Esta cifra es la mejor obtenida desde el promedio de 6.5 en enero de 2020, poco antes del inicio de la pandemia por Covid-19 en el país.
Sin embargo, existe una brecha de género, pues el promedio de los hombres es de 6.8, mientras que el de las mujeres es de 6.2.
Mediante este indicador se evalúa una serie de estados de ánimo relacionados con el humor, la vitalidad, el estrés, la tranquilidad y la emoción. En este sentido, la población mexicana registró una mayor satisfacción en las relaciones personales (8.8), la vivienda (8.7), su actividad u ocupación (8.7), logros en la vida (8.5), estado de salud (8.5) y perspectivas a futuro (8.5).
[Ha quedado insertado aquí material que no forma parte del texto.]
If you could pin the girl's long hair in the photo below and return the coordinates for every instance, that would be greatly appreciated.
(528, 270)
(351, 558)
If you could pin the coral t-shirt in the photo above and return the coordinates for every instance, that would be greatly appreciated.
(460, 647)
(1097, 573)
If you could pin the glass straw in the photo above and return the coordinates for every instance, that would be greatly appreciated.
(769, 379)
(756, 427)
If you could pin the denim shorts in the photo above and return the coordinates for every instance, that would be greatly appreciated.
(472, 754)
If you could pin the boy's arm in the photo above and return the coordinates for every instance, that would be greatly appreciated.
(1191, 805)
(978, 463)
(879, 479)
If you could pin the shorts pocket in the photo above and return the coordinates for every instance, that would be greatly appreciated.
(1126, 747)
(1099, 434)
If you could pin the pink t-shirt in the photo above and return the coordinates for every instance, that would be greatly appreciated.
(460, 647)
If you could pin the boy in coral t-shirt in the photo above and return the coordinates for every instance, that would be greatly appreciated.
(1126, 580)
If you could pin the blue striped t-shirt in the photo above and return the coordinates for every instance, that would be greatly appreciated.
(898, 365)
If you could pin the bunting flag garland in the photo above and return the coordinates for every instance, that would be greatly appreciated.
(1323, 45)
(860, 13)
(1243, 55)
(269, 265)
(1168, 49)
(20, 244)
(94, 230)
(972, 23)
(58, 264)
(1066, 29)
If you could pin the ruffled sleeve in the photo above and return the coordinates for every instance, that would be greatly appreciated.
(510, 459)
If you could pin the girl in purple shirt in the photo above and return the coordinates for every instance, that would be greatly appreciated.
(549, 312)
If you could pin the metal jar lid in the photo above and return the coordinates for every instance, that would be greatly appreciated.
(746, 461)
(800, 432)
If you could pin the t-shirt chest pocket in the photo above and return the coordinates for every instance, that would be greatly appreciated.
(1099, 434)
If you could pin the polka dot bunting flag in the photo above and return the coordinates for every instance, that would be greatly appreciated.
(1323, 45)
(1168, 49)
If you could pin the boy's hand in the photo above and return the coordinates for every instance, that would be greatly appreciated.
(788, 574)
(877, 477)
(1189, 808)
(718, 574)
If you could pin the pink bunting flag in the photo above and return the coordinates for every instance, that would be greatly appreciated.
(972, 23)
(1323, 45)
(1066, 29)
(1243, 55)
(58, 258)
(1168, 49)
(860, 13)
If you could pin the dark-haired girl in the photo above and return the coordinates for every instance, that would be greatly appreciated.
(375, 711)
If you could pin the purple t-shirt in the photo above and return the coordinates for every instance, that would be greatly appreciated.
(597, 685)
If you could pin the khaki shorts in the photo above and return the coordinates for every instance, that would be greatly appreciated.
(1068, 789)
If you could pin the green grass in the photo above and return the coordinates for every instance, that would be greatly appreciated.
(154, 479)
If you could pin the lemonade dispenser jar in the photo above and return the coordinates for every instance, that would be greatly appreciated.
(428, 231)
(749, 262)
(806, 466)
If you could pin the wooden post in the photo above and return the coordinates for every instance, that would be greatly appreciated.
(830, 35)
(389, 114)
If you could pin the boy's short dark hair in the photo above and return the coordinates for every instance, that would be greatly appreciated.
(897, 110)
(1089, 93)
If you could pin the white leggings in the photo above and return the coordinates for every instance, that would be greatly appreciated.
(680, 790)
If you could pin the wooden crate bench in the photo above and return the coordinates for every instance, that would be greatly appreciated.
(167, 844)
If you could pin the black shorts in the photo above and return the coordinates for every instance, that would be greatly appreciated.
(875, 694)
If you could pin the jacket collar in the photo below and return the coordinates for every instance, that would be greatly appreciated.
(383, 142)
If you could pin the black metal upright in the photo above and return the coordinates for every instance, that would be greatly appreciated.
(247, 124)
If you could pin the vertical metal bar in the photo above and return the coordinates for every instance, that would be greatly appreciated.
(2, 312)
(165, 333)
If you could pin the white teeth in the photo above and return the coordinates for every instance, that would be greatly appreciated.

Por otro lado, las calificaciones más bajas en cuanto a satisfacción se tuvieron en la seguridad ciudadana (5.4), la situación del país (7.1) y su ciudad (7.5).
También existe un apartado dedicado al bienestar espiritual de la ciudadanía, aquí la población adulta se identificó con “soy una persona afortunada”, generando un promedio de 9.2.
Lo que se busca con este ejercicio “es complementar las cifras económicas de coyuntura con información generada desde el Marco del Bienestar de la Organización para la Cooperación y el Desarrollo Económicos (OCDE), que impulsó el debate sobre qué elementos considerar, más allá del Producto Interno Bruto (PIB)”, explicó el INEGI.